Any book not in KU gets a rank hit a week or so after it comes out of KU. The rank hit causes a loss of sales, which then causes a rank drop. Added to no borrows holding the rank up, books can lose 100k in rank very rapidly, after which they dont have enough visibility to hold onto the sales they did before.

Putting a book back in KU can see a rank rise of 50k or so without any sales or borrows to drive it.
Title: Re: Does Amazon punish those partially in KDP Select? Rewards those 100% in?
Post by: missingalaska on July 10, 2019, 03:23:45 AM
It's not about percentage in.

Any book not in KU gets a rank hit a week or so after it comes out of KU.
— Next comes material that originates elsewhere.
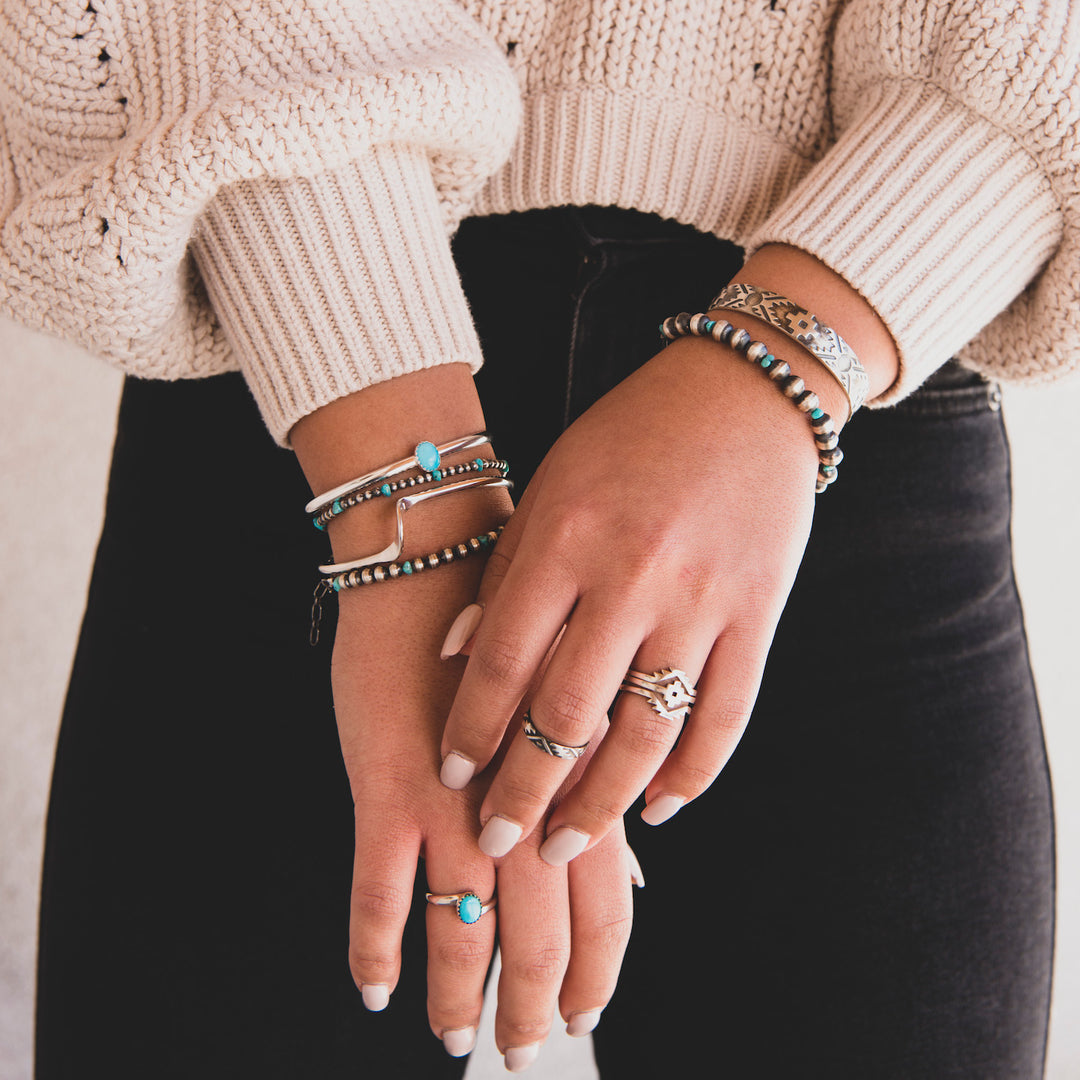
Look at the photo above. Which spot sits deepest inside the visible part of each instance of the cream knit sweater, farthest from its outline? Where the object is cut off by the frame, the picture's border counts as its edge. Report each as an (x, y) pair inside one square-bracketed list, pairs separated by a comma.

I'm not talking about the books I pulled from KU, I'm talking about different books that remain in the KU program.  Borrow and page reads for these should continue at the same rate as before.
Title: Re: Does Amazon punish those partially in KDP Select? Rewards those 100% in?
Post by: angela on July 10, 2019, 06:20:26 AM
I don't think it's anything deliberate on Amazon's part, just one of those quirks that happens due to reader behavior. Your alsobots are reinforced to keep featuring your own books only when people also-download them, and that keeps discoverability higher.

Lots of things don't make sense, such as why 99-cent titles get more borrows than $9.99 titles. You'd think people would shop for value and filter for price, but they don't.
Title: Re: Does Amazon punish those partially in KDP Select? Rewards those 100% in?
Post by: Bill Hiatt on July 11, 2019, 06:45:54 AM
I don't think it's anything deliberate on Amazon's part, just one of those quirks that happens due to reader behavior. Your alsobots are reinforced to keep featuring your own books only when people also-download them, and that keeps discoverability higher.

Lots of things don't make sense, such as why 99-cent titles get more borrows than $9.99 titles. You'd think people would shop for value and filter for price, but they don't.
Yes, I've noticed the disconnect between sale price and KU pages read. My cheapest full-length book is the biggest KU page earner in most months.

Some reader behavior is hard to explain, but that pattern may not be. The $9.99 title would beat out the $0.99 if it were an either/or choice, like "You can have one of these for free." But when a reader could have both, the extra motivation to filter for price disappears. Sure, a KU reader can only line up ten books at a time, but the overall number of books per month isn't regulated. If it were, I suspect the reading pattern would favor more expensive books more.
Title: Re: Does Amazon punish those partially in KDP Select? Rewards those 100% in?
Post by: Tom Wood on July 11, 2019, 07:03:00 AM
As a counterpoint, Brian Meeks claims to have run the numbers and he says that higher-priced books do better in KU. I can't find the link just now, but he's a data freak so I don't doubt that he tried to do the research. Whether his assertion is true or not is another matter.
Title: Re: Does Amazon punish those partially in KDP Select? Rewards those 100% in?
Post by: Bill Hiatt on July 11, 2019, 08:25:05 AM
As a counterpoint, Brian Meeks claims to have run the numbers and he says that higher-priced books do better in KU. I can't find the link just now, but he's a data freak so I don't doubt that he tried to do the research. Whether his assertion is true or not is another matter.
The question would be how large a data set he has to work with.

There are individual authors who've seen a correlation between higher price and KU pages read. Others haven't. We don't know what the big picture looks like, just some of the individual pieces. Perhaps Brian Meeks has collected enough data to get a better idea of what the individual picture is.